Example
no ELC#533
Thanks for all these explanations, Nedim. Once again, I’m learning a lot. You’re obviously right—my code had issues. But the PROBLEM is that it’s not MY code; it’s the AI assistant’s. And if I’d been able to provide all those details to it, it could have corrected the code, and I could have written it. So, back to square one: what’s the point?
The part I can improve is how to write better prompts. But in this specific example, I REALLY spent 4 hours writing commands, describing the failures in detail, reporting the console output, simplifying my requests to start simple and then improve. And I never got results like the ones you seem to have gotten so quickly. So, I think, even though you might not realize it, you’ve helped the assistant MUCH more than the assistant has helped you, thanks to your knowledge.
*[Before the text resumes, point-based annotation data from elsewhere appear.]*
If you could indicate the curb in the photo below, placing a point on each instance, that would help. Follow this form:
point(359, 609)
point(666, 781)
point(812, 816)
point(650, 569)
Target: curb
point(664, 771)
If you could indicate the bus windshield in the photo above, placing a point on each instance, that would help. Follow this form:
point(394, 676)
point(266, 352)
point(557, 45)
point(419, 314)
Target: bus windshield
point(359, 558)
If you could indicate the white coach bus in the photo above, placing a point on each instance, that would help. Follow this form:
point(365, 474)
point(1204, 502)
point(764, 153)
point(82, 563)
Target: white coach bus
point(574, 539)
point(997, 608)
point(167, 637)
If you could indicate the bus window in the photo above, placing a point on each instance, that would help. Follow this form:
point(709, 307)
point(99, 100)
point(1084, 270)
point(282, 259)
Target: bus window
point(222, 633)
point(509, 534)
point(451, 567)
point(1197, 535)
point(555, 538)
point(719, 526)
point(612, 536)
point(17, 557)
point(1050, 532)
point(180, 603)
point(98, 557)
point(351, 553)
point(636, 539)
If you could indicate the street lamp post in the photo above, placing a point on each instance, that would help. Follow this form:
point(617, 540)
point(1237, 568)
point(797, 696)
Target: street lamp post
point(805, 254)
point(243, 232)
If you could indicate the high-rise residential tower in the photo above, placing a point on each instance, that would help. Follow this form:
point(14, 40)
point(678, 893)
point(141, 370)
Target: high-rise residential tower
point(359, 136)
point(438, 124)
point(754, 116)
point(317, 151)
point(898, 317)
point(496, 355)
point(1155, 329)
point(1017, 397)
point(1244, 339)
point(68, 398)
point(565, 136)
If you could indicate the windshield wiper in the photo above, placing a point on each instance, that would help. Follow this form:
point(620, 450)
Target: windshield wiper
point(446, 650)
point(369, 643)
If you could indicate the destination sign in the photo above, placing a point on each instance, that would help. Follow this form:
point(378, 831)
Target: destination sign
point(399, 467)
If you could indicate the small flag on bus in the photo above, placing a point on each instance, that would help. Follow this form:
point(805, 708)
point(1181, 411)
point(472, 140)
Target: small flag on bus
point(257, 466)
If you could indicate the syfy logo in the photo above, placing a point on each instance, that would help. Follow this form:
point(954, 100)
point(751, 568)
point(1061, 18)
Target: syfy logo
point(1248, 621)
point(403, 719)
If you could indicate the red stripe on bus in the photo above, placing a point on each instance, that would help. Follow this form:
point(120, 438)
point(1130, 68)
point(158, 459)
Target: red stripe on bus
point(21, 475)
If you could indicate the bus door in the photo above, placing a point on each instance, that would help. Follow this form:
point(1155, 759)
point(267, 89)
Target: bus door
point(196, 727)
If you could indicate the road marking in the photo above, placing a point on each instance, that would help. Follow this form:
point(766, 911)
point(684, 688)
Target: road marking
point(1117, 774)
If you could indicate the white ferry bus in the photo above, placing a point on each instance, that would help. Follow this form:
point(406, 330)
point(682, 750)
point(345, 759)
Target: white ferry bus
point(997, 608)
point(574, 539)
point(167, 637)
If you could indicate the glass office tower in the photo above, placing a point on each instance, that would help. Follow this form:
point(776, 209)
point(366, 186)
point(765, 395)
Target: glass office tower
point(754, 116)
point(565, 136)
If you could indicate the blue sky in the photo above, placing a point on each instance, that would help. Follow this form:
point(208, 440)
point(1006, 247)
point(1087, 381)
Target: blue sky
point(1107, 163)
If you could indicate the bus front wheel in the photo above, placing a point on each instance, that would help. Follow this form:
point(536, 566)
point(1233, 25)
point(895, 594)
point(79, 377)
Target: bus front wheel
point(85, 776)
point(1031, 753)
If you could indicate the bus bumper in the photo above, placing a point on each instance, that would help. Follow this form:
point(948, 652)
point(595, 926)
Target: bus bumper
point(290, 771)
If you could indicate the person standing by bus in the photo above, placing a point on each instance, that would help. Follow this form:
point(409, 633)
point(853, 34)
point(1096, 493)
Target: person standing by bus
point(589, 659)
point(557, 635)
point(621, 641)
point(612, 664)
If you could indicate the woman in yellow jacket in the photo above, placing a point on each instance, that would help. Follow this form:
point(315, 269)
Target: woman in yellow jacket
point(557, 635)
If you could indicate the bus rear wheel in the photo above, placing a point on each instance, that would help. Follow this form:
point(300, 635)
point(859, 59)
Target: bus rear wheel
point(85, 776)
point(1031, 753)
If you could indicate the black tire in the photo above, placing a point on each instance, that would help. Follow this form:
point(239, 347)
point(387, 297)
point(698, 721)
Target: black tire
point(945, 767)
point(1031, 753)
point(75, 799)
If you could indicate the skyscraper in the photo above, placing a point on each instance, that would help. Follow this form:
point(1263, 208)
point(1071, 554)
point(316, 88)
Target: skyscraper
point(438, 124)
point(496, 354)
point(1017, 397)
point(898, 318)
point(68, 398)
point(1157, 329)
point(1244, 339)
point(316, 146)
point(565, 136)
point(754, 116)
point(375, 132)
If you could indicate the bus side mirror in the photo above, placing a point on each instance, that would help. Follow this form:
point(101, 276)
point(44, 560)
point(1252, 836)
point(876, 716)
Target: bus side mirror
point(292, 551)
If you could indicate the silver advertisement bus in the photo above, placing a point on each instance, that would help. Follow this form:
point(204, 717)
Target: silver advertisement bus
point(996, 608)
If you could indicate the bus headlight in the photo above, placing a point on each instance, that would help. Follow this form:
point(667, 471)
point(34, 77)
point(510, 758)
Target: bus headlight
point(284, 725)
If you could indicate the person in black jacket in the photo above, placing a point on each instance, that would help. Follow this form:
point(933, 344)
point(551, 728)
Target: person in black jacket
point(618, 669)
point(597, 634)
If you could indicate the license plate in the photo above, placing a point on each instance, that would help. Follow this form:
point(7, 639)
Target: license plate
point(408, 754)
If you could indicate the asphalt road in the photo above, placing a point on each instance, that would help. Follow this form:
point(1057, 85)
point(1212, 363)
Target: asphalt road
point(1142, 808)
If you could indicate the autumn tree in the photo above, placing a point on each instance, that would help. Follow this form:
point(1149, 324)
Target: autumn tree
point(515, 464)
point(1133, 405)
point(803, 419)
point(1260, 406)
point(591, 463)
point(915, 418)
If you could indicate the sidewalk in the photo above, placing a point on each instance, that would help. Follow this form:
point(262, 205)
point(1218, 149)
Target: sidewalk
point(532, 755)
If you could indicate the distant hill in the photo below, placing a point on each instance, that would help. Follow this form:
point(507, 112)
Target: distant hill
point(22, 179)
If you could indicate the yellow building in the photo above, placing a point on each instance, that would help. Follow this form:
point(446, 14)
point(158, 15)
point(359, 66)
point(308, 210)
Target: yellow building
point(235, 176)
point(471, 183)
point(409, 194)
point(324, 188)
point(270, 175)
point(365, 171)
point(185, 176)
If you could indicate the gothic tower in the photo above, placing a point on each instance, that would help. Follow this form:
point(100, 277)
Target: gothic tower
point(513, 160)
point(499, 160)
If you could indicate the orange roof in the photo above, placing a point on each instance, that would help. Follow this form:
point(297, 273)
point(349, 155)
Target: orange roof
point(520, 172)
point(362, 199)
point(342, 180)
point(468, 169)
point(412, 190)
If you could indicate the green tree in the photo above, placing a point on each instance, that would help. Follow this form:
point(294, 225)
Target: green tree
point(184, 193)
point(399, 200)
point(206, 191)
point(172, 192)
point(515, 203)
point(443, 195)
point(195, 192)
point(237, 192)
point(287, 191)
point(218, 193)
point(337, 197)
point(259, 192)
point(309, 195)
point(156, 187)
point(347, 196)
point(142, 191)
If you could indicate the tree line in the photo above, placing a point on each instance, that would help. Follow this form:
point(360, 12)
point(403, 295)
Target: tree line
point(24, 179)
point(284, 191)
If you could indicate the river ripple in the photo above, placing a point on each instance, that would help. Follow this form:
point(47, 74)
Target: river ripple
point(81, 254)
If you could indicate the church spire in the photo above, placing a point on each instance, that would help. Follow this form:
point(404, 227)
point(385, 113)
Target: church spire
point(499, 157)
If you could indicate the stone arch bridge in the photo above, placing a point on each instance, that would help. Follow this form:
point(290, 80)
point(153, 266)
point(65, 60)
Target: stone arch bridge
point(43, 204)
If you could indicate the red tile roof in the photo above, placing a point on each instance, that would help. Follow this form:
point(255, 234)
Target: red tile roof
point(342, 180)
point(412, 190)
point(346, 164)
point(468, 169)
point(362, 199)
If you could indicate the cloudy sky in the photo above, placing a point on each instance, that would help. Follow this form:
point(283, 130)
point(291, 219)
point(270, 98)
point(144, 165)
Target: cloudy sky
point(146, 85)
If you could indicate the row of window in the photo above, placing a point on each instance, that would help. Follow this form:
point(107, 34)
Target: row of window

Which is something I’m not yet capable of doing... Back to square one. Thanks again.
I’m keeping the modified file because I often use code that works (yours, for example 👍) to tell the assistant: study this working code and modify it JUST to do this extra thing. At least it starts with good ideas (not mine 😀).
No problem, anytime ThierryEMMANUEL. I totally agree with you about the AI assistant’s functionality. Prompting is important, but so is our time, especially if it takes too many iterations to execute exactly what we need. It would be much more useful if the assistant actually understood the Storyline environment and had a more context-aware API. Don't hesitate to reach out whenever you get stuck.